Dans Sans Filtre, par exemple, Yaya est dans le déni total face à son rapport avec l'argent pour régler l'addition. Dans The Square on retrouve aussi beaucoup de scènes où les personnages ne parviennent pas à dire ce qu'ils ont fait. Il y a parfois presque un coté biblique dans ces scènes interminables de non-dit à l'instar d'un Saint-Pierre (pourtant politiquement correct) qui trahira trois fois de suite Jésus.
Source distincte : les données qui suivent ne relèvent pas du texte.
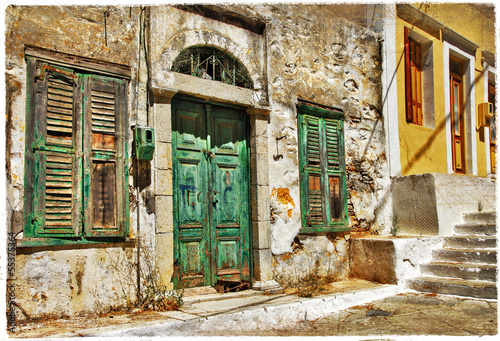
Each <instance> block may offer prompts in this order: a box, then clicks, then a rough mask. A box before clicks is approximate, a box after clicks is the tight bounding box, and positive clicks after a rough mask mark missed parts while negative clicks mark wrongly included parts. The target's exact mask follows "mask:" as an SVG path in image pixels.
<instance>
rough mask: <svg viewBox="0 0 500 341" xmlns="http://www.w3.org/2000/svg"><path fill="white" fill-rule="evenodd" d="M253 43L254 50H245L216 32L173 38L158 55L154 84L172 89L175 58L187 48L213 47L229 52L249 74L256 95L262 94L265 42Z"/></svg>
mask: <svg viewBox="0 0 500 341" xmlns="http://www.w3.org/2000/svg"><path fill="white" fill-rule="evenodd" d="M247 38H248V39H249V40H252V41H251V44H250V45H251V46H252V48H251V49H247V48H244V47H243V46H241V45H240V44H238V43H236V42H235V41H234V40H233V39H231V38H230V37H228V36H227V35H223V34H221V33H219V32H217V31H213V30H208V29H206V30H202V29H200V30H187V31H182V32H180V33H178V34H176V35H174V36H173V37H171V38H170V39H169V40H168V41H167V43H166V44H165V45H164V46H163V48H162V49H161V50H160V52H159V53H158V57H157V60H156V61H155V62H154V65H153V68H154V69H155V72H154V73H153V74H152V76H153V78H154V81H153V83H157V84H164V85H166V86H173V85H174V84H173V83H174V80H173V78H174V77H173V75H172V72H171V68H172V63H173V62H174V60H175V58H176V57H177V56H178V55H179V54H180V53H181V52H182V51H183V50H184V49H186V48H189V47H192V46H203V45H206V46H212V47H216V48H218V49H220V50H222V51H225V52H227V53H228V54H229V55H231V56H232V57H233V58H235V59H236V60H238V61H239V62H240V63H241V64H242V65H244V66H245V68H246V69H247V70H248V73H249V76H250V78H251V79H252V82H253V84H254V91H256V92H262V91H266V90H265V89H263V84H265V81H264V79H265V75H264V74H265V72H264V67H265V55H264V46H263V44H264V41H263V39H257V37H253V36H248V37H247Z"/></svg>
Le monde de Ruben Ostlund est un monde désabusé qui n'a ni début ni fin à l'instar de ses films qui ne débouchent sur rien. Pas de morale, pas d'exemple. Le réalisateur voulait que Sans Filtre soit un film qui ne soit pas manichéen avec les méchants riches et les gentils pauvres. Il voulait que toutes les classes sociales soient traitées avec la même dérision. Je crois que de ce point de vu le film est un échec cuisant. Les riches sont dépeints dans toute leur atrocité alors que notre "toilettes manager" sort grandie dans cette histoire par son altruisme.
Ruben n'aime pas le luxe il se dévoile lui-même parfois sous les traits du commandant, marxiste reclus qui préfère les hamburgers au caviar. "I am not into fine dining " est une phrase qu'il pourrait prononcer lui même à la place du commandant.
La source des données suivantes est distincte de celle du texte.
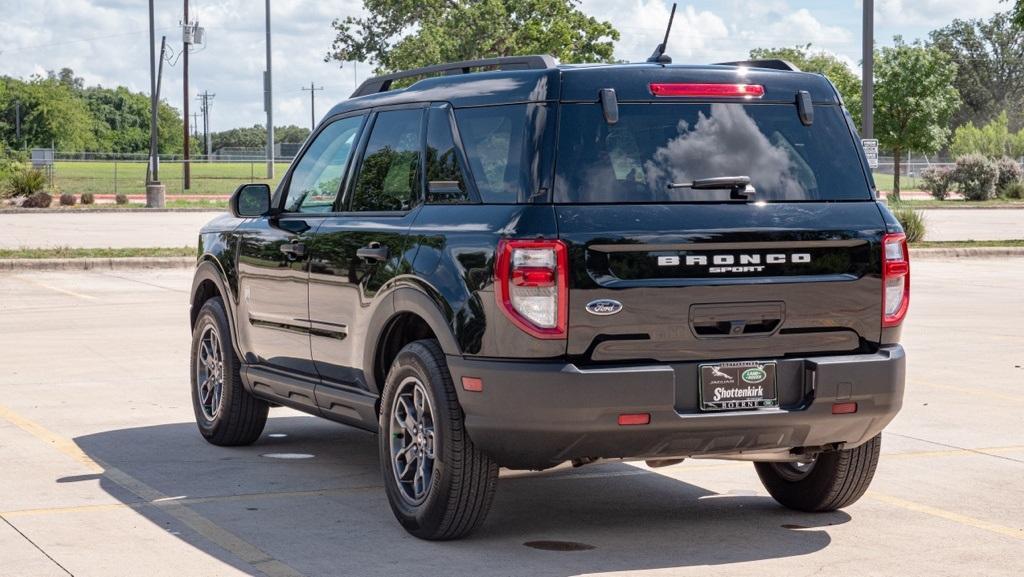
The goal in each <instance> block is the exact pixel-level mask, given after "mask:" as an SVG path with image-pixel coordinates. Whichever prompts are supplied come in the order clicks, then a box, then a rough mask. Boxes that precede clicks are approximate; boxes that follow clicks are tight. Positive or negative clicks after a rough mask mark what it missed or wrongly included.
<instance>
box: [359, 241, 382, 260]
mask: <svg viewBox="0 0 1024 577" xmlns="http://www.w3.org/2000/svg"><path fill="white" fill-rule="evenodd" d="M355 256H357V257H359V258H365V259H367V260H387V256H388V250H387V247H386V246H381V243H378V242H373V243H370V244H369V245H367V246H365V247H362V248H360V249H358V250H356V251H355Z"/></svg>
Pourquoi cet homme qui ne semble pas aimer les convenances semble n'avoir d'autres buts depuis qu'il réalise que de gagner des Palmes d'or à Cannes. Etrange contradiction entre ces diners guindés dans The Square anéantis par la performance de l'homme animal et celui du repas du commandant finissant dans des flots de vomi et cet amour du tapis rouge et des mondanités cannoises engoncé dans un smoking qui lui va aussi mal qu'au commandant de bord.
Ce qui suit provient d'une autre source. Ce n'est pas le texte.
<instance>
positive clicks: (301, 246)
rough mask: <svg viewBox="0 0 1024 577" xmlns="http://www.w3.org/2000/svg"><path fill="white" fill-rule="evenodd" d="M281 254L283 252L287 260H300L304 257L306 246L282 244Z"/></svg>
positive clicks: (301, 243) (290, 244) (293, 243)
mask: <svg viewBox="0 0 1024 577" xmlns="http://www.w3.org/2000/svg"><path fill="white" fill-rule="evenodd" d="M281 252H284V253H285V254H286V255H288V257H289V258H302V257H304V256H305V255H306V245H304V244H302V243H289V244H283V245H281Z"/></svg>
Une seule réponse le manque d'amour résultant du divorce de ses parents. L'avalanche de divorce a deux conséquences sur nos enfants. D'une part ils peuvent se trouver en manque d 'affection ce qui n'est pas toujours le cas heureusement, mais d'autre part, ce qui est certain, c'est la valeur symbolique de l'amour qui se trouve déchu au rang de simple arrangement. Dans The Square les deux filles du directeur célibataire (divorcé) sont dans un mutisme terrifiant face à la manière édifiante dont leur père gère sa vie. Là encore tout est dans le non-dit d'où ces scènes d'une longueur inhabituelle qui ralentissent souvent inutilement le cours du film. Le non-dit ne peut exister dans l'instant ( j'allais te le dire) mais dans la durée ( pourquoi tu ne me dis rien alors que tu en as l'occasion). On peut mentir par omission. Mais peut-on vivre par omission? Je n'ai jamais dit qui j'étais. D'un père célibataire incapable de croire en quoi que ce soit dans The Square. De manière symbolique la petite fille qui explose dans le film qui doit faire le buzz de l'expo ce sont les siennes. On passe dans Sans Filtre au couple de jeunes adultes désabusés. Une génération qui a grandi à l'ombre d'amours compromis et dont l'égocentrisme n'est que le résultat de la mort de l'amour éternel dont ils ont été les témoins enfants. Plus personne ne s'engage. On se protège, l'œil du smartphone remplace ceux de l'amant.
Le regard de Ruben Ostlund est donc un regard triste sur le devenir de l'amour ce qui le conduit finalement à en rire et à nous faire rire sans nous offrir pour autant une issue et c'est là toute la limite de son art. Il ne pourra éternellement collectionner les Palmes d'or. A lui de trouver une fin à sa propre histoire et ainsi sortir de la construction redondante de ses films.